The prevalence of the fighting top has been maintained from the time of the Egyptians down to the present day. To mention but a few instances, the fighting top is seen in a battleship of Rameses III. (about B.C. 1200), and it is found on ancient seals of the thirteenth century of the present era, and so on, of course, through the Middle Ages to our latest battleships.

From the times of the Egyptians the stern was always reserved for the owner or captain and officers. This custom was that of the Greeks, the Romans, the Vikings, and the English right down to the building of H.M.S. Dreadnought a short while ago, when the longstanding practice of the officers being quartered aft and the men forward was for the first time broken, to the satisfaction, I understand, of neither officers nor men. There has always been a sense of reverence on the part of the sailor for the poop-deck, and though in the Merchant Service many of the old ways have recently disappeared, yet the custom in the Navy, of “saluting the deck” in honour of the Sovereign is, of course, well known. In ancient illustrations we see the place of honour always placed aft.

Finally we must needs refer to the extraordinary longevity of the Mediterranean galley. Adapted from the Egyptians by the Greeks and afterwards the Romans, it flourished, especially in the Adriatic, up to the sixteenth century in a modified form, and only the advent of steam finally closed its career. Even now the gondola will be recognised as bearing a family likeness, and the prow of the latter still shows the survival of the spear-heads which were used in the manœuvre of ramming.
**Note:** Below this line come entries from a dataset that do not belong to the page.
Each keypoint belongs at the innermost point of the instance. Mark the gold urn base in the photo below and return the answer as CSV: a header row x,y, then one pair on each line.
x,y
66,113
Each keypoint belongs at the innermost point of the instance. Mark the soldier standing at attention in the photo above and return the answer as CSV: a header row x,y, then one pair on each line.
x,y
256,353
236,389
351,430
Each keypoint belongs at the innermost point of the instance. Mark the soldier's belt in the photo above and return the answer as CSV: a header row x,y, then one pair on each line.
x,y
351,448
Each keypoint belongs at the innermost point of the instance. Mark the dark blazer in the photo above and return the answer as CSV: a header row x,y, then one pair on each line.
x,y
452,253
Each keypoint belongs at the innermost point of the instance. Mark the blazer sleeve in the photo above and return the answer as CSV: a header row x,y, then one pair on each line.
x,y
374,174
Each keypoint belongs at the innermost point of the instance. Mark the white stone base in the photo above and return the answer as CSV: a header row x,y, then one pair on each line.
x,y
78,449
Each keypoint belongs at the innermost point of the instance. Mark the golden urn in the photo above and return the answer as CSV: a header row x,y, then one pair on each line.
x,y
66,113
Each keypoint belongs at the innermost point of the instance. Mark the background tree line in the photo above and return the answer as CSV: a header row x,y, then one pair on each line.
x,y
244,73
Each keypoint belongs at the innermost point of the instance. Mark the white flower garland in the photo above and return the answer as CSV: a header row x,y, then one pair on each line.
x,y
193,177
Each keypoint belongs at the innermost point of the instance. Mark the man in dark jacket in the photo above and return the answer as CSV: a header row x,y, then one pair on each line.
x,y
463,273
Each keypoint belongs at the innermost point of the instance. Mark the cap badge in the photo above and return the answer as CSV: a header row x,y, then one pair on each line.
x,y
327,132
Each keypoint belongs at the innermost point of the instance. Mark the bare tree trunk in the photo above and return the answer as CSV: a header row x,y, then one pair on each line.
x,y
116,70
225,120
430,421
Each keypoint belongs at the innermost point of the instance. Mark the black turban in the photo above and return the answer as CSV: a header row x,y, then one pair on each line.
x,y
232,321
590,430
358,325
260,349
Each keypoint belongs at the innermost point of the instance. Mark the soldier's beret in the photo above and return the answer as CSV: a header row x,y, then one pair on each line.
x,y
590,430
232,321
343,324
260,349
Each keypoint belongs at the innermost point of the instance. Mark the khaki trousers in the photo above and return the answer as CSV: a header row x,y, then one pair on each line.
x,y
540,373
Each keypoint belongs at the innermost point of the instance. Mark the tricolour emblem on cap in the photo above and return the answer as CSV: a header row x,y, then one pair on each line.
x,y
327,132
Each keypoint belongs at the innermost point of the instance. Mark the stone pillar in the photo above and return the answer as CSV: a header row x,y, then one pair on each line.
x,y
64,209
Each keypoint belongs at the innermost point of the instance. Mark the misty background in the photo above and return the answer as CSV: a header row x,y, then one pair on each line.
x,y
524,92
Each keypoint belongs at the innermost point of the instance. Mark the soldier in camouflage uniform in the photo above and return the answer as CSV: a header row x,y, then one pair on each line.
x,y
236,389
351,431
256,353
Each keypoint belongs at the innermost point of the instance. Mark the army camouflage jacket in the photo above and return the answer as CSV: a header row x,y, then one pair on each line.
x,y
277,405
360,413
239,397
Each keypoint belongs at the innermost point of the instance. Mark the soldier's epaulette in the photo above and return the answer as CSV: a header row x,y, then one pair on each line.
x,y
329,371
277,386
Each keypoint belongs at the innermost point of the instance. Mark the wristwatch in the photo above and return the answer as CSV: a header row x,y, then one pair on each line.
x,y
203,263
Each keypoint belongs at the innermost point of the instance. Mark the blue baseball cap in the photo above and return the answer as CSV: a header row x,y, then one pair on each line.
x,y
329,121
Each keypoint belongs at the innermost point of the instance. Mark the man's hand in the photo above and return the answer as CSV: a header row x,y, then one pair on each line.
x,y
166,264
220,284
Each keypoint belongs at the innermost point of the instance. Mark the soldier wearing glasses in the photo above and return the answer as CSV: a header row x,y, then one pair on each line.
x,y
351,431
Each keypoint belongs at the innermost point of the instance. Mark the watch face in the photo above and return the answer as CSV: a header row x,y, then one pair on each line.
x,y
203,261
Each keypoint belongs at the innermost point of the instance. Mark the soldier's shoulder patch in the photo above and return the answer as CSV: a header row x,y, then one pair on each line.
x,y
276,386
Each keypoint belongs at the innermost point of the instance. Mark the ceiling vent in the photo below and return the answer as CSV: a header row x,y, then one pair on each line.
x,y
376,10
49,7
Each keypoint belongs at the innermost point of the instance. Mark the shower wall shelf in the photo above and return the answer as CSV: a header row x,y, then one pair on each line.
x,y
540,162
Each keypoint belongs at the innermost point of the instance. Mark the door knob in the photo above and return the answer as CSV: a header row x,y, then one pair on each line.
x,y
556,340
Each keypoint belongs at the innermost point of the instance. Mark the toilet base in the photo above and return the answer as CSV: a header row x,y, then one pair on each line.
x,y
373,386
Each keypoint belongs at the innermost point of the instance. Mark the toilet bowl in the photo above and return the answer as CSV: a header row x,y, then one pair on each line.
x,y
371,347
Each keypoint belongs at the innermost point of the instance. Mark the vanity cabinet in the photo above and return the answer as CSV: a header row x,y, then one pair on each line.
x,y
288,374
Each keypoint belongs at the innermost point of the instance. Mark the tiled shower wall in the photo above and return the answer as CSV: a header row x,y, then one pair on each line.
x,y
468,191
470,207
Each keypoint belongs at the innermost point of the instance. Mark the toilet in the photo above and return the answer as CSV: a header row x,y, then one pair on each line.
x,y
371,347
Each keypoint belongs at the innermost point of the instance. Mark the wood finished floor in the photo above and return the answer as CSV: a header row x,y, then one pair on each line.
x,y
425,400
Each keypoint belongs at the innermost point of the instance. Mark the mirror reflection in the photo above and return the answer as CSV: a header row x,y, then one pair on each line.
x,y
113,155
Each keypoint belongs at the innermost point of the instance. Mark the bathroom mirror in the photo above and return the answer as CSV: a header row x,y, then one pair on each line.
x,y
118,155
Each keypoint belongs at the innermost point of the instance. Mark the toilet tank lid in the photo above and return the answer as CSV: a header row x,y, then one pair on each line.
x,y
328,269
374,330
These, then, are some of the characteristics that have been persistent during the course of development of the sailing ship. Each national design and each nation’s rig are the survival of all that has been found to be the best for that particular locality. The more ships a nation builds, the more they sail to other ports—seeing other kinds of ships, comparing them with their own, and adopting whatever is worth while—so much the faster does the ship improve. This, indeed, has been the custom throughout the history of the English nation. When she sent her ships to the Mediterranean at the time of the Crusades, her sailors returned home with new ideas. Thus, the ships in which Richard, with his large fleet, voyaged to Palestine in 1190 would be still of the Viking type. Only a hundred and thirty years had elapsed since William the Conqueror landed in similar boats, as we know from the Bayeux tapestry. When Richard was in the Mediterranean he was joined by a number of galleys. It is not assuming too much to say that an exchange of visits would be made between the crews of the respective ships. The difference in ships would most certainly be criticised, for of all people who inhabit this planet, none are more critical of each other’s possessions than sailormen. The Mediterranean inhabitants, having reached civilisation earlier than the dwellers of Northern Europe, and having had the advantage of living nearer, both historically and geographically, to the first builders of ships, would no doubt have been far in advance of the shipbuilders of Northern Europe. Therefore, it is fairly certain that the English returned from the Crusades knowing far more of maritime matters than when they had set out. At any rate, it is significant that the illustrations of ships of the date of 1238, or about fifty years after Richard set forth to the East, show the Viking-like ship greatly modified. The beginnings of the stern-castle and fore-castle and of fighting top are now seen. It seems to me highly probable that the idea for these was obtained from the galleys, still influenced in their architecture by the methods of fighting adopted by the Greeks and the Romans.